Sunday, November 13, 2011

Write an essay analyzing how the attitudes toward dreams in "Harlem" and "Kitchenette Building" differ.


Langston Hughes's "Harlem" frankly expresses the speaker's direct frustration towards dreams that are deferred as opposed to Gwendolyn Brook's "Kitchenette Building" where the speaker's attitude is not as instigating, but more accepting. The two speakers contrasts in an active vs. passive sense. Harlem defines deferred dreams as things that "dry up" or "fester like a sore." For the speaker, dreams that are postponed will end up losing its strength and vitality. The speaker in Kitchenette Building describes dreams as "grayed in, gray" and "not strong, Like rent, feeding a wife, satisfying a man." To the speaker, the importance of dreams begin to fade as other aspects of life reveal itself as more of a priority.

"Harlem" begins by challenging dreams that are deferred by questioning "what happens." This identifies dreams as something that painfully seems unattainable. The idea of dreams is actively confronted with questioning. This is contrasted with "Kitchenette Building" which begins by accepting the fact that "we are things of dry hours and the involuntary plan." The speaker sees her situation as one that she did not voluntarily choose. She is confined to "dry hours" and "the involuntary plan," things that embody the everyday obligations in order to make a living. The speaker's struggle to make ends meet squander or weakens any dreams that she has.

In "Kitchenette Building", the speaker's feelings to how dreams affect her daily life is clear in the next transition of words as the speaker in "Kitchenette Building" compares her aspirations to that of the faint scent of "onion fumes" This suggests that her dreams of anything beyond herself and her daily life is weak, having to "fight with potatoes." The potatoes are what symbolizes her struggle to make a living, because basic necessities include food. The speaker accepts the fading of her dreams because she is more preoccupied with working. On the other hand, the speaker in Harlem portrays weakening dreams as, paradoxically, something strong. He describes weakening dreams as things that could elicit strong actions in that it could "fester like a sore - and then run" or "stink like rotten meat." The personification suggests that there is strength in dreams, even if it is deferred. The imagery also conveys strength because festered sores, the stink of rotten meet, and things that are "syrupy sweet" are all strong effects the senses.

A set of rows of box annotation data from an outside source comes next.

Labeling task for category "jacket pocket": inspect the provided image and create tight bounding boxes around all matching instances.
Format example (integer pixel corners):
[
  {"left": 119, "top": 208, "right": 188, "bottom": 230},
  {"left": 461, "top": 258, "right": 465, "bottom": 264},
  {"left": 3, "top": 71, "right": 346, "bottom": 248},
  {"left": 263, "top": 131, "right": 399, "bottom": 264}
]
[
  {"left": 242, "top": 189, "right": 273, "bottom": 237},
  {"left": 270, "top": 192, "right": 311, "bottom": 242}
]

The final lines in Kitchenette Building passively accepts the hastily dismissed idea of dreams. The speaker does not do much to dwell on the opportunity to dream, but when she does it is "not well! not for a minute!" Her preoccupation with getting the basic necessities such as "lukewarm water" which is is revealed as something of more significance to her than dreams because she "hope to get in it". This illustrates that her attitude towards deferred dreams is dismissive and passive which differs from Harlem's: active and burdensome like a "heavy load" that "sags." This allows the reader to infer that deferred dreams have such a large impact on the speaker's well-being that it can potentially explode.